The use of vaginal fluids and semen in rituals and home health care is concerning in light of the practice of tattooing (or scarification) in young children for a variety of ailments. Although most participants acknowledged that with the advent of HIV/AIDS, razor blades are not shared, the practice of tattooing continues, albeit with clean, sterilized razor blades. However, if children are being treated for the above described ailments with semen or vaginal fluids after tattooing or scarification, broken skin could provide and opening for HIV infection.

Discussion

There recently has been much interest in trying to better understand horizontal risk factors for HHV-8 infection in sub-Saharan Africa. Although it is understood that HHV-8 is more commonly found in saliva and in greater quantities (Pauk et al. 2000) than other bodily fluids, specific risk factors associated with exposure to saliva have not been delineated (Hladik et al. 2003; Mbulaiteye et al. 2003). Our previous work in South Africa and Zambia suggests that low SES individuals are at greater risk for infection with HHV-8 indicating that there may be certain practices or exposures in the low SES environment that increase risk (Wojcicki et al. 2004; Klaskala et al. 2005). Our focus group discussions suggest that there are certain child-rearing practices and health care behaviours (including the use of traditional medicine) that may increase risk for exposure to saliva such as using saliva to treat insect bites and in breast-feeding and the use of saliva in traditional medicine practice. Future research needs to evaluate the relationship between these practices and risk for HHV-8 infection through prospective cohort studies. Our survey results indicate that markers of low SES (absence of electricity, flush toilet and tap water in the home) are all associated with the use of traditional healers and medicine for child health care. It is possible that exchange of saliva through traditional medical use is one of the intermediate steps between low SES and increased risk of infection with HHV-8. Some of the practices described above may not always involve exposure of saliva to mucous membranes or broke skin. In these cases, there is less of a concern about infectious disease transmission.

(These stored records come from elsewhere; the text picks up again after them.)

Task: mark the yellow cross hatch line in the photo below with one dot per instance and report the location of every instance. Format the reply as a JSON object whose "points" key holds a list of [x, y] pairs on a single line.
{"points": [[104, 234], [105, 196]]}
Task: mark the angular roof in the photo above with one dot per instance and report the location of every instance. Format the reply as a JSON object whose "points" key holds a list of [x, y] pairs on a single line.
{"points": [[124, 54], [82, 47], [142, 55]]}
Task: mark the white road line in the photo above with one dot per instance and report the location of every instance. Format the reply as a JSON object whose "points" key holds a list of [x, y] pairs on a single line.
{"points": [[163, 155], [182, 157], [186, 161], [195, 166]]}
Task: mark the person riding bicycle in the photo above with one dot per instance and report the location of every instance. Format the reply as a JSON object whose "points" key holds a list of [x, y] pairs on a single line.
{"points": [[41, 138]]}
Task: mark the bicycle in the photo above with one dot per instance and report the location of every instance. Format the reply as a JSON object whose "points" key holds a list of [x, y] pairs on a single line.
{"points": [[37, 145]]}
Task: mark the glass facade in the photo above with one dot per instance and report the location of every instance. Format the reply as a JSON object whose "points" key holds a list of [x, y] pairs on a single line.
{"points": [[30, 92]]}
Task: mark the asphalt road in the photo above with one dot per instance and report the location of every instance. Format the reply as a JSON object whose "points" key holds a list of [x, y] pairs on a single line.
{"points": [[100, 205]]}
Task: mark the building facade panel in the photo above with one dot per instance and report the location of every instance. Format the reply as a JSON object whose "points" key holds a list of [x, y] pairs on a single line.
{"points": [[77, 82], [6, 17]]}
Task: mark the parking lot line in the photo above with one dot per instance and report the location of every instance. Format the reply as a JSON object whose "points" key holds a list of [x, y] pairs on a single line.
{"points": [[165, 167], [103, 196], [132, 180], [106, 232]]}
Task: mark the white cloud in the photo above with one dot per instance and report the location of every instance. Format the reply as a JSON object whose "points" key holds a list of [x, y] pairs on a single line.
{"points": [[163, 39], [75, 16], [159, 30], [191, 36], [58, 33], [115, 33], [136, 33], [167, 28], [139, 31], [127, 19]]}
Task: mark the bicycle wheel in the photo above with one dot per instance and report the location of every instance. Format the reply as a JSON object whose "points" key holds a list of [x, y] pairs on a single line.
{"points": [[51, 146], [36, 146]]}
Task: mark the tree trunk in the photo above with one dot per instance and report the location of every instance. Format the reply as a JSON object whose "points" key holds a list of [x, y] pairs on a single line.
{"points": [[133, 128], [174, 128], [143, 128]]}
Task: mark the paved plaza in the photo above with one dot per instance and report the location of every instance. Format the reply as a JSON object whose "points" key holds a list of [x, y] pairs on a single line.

In general, in sub-Saharan African societies, traditional medicine is widely used to treat a number of ailments from HIV/AIDS (Mills et al. 2005) to infant teething problems (Accorsi et al. 2003). Some studies have found a correlation between traditional practices and educational level (Bukar et al. 2004), while others have demonstrated that education is not a significant predictor for use of traditional medicine (Stekenlenburg et al. 2005). Other studies have emphasized the relationship between low SES or rural location and more frequent use of traditional medicine (Dzator & Asafu-Adjaye 2004; Mkize & Uys 2004).

The focus groups similarly indicated that there are certain child-rearing practices that may expose young children to semen and/or vaginal fluids. Although the frequency of these practices among Southern and Central African populations has not been determined nor has the risk for HIV associated with these practices been evaluated, it is important for researchers, public heath workers and medical practitioners to be cognizant that these practices do occur and may potentially put children at risk. In particular, as tattooing or scarification is a common traditional medical treatment, the simultaneous occurrence of tattooing and exposure to semen or vaginal fluids may put children at risk for HIV infection.